Image a dark moon eclipsing a yellow ball that is the sun

Safe Ways of Watching the Solar Eclipse on the 20th of March 2015


Solar eclipses happen once in a lifetime or quite rarely. Some people never get to see one in their lifetime. The last one occurred in 1999. With the solar eclipse predicted on the 20th of March 2015, chances are you might want to take a selfie for posterity and share it with your friends, family and followers and pets and whoever is interested.

It may sound exciting to catch this rare phenomena on camera to prove you actually saw it. But hear this: experts are ringing the alarm bells and when those in the know speak, at least take precautions. They say the risk of taking a selfie can damage your eyes.

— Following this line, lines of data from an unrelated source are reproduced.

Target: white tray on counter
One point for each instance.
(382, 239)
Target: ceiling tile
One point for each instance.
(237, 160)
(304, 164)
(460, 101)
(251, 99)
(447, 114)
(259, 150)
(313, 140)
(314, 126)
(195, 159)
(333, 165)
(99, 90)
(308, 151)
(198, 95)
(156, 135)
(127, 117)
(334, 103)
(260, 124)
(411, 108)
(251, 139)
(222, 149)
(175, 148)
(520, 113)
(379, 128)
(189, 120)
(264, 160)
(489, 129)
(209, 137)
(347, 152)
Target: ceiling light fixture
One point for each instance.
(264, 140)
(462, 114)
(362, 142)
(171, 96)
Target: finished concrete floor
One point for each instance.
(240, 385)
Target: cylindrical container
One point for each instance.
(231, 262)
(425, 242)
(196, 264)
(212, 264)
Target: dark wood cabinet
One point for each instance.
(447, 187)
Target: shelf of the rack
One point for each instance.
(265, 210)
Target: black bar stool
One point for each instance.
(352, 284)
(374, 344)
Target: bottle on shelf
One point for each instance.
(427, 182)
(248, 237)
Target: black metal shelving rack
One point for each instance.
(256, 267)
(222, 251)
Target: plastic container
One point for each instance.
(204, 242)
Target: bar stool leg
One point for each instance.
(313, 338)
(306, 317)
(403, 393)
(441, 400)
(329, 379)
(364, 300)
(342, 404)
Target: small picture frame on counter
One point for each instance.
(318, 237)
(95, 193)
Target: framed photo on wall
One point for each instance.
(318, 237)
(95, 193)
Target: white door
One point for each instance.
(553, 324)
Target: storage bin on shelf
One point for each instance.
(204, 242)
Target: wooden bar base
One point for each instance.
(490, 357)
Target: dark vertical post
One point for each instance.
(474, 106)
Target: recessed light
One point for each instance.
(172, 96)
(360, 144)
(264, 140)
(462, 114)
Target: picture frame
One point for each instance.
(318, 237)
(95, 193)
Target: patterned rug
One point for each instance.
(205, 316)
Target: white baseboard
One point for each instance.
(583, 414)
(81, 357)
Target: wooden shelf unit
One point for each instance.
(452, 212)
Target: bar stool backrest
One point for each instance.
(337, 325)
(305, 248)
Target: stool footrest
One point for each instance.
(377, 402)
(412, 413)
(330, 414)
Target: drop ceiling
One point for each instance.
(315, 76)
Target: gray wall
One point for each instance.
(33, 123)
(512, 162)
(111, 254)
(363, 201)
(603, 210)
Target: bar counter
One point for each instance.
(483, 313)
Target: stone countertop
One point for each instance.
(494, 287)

It sounds like the experts are raining on your parade, innit? So how are you supposed to view this phenomena? Here are a few tips we gathered from the experts:


  • Use the pinhole method. I don’t know if you remember your science classes where you made a hole in a piece of cardboard, then held it up with your back to the sun and let the sun’s image project onto another piece of card or paper. It doesn’t sound like much fun but hey, your eyes will be safe or at least, that’s what the experts say. As they say, better safe than sorry.
  • An animation illustrating how to use the pinhole method of viewing an eclipse by using a hole in a cardboard to project onto another piece of paper or cardboard.

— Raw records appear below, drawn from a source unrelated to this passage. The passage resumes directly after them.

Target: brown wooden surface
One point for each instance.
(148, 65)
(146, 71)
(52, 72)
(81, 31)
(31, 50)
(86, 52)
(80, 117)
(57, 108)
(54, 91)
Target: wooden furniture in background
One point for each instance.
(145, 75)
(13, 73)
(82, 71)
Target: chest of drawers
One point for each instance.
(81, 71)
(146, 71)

    Picture copyright H.L. Cohen. Source:

  • Well, if that doesn’t sound like fun, then there is a better way to go about it and still be safe, you know what I mean. Get sunglasses, you know, with solar filters specifically designed for watching a solar eclipse. They come with the relevant CE mark. Make sure you ask for the right ones if you intend to enjoy this phenomena without damaging your eyes. It might cost you a few quid or Benjamin’s but the price compared to damaging your eyes is minimal.


  • It sounds pretty obvious, but common sense isn’t so common it should be called uncommon sense, so, don’t stare or look directly at the sun. That means even if you have sunglasses on, unless they are specifically designed for that purpose and bear the correct CE mark, because they don’t provide adequate protection.
  • Don’t use a pair of binoculars, a telescope, any camera [camcorder, SLR, smartphone, etc]. It is not worth the risk. The sun’s radiation is so strong it may cause a solar burn of the retina experts warn.

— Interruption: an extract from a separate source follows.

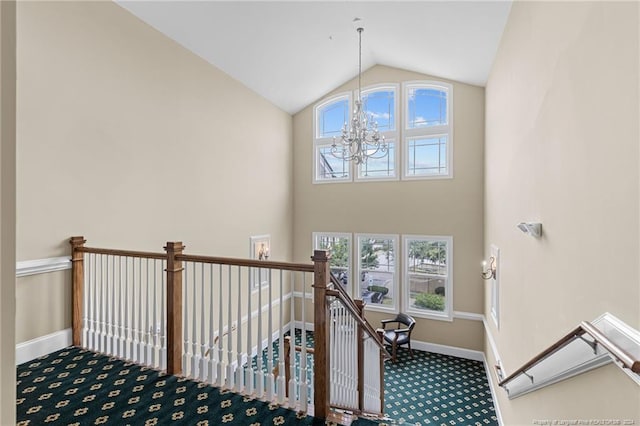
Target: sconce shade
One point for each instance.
(532, 228)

Now, that you know how to watch the solar eclipse safely, you may want to know what time to watch this solar eclipse.

If you are in and around the London area, watch for it between 08:24hrs and 10:41hrs.

For those of you in and around Edinburgh, keep your eyes peeled, not literally, from about 08:30hrs till 09:35hrs.
What is an eclipse? It is one of those rare moments when the earth suffers a blackout because the moon comes in between the earth and the sun and plunges the UK and other places into darkness. It may not be on the magnitude that we have heard of in Biblical narratives such as when Jesus Christ was crucified on the cross but it won’t be that dramatic but it will still be noticeable.
An image showing the moon in between the sun and the moon resulting in an eclipse.

Picture source:

Remember if it is too much hassle building a pinhole projector or buying sunglasses to watch the solar eclipse on the 20th of March 2015, kick your feet up, grab some orange juice and a snack and let others do the hard work and watch it on TV or find a webcast broadcasting this phenomena. I know I will.

Enjoy this rare Friday where you have 3 celestial events taking place in one day; i.e. a solar eclipse, supermoon and spring equinox. That is like three in one. None of the supermarket chains serves up such great bargains like Mother Earth. Enjoy this rare occasion and what a fitting topic for our first blog on WordPress.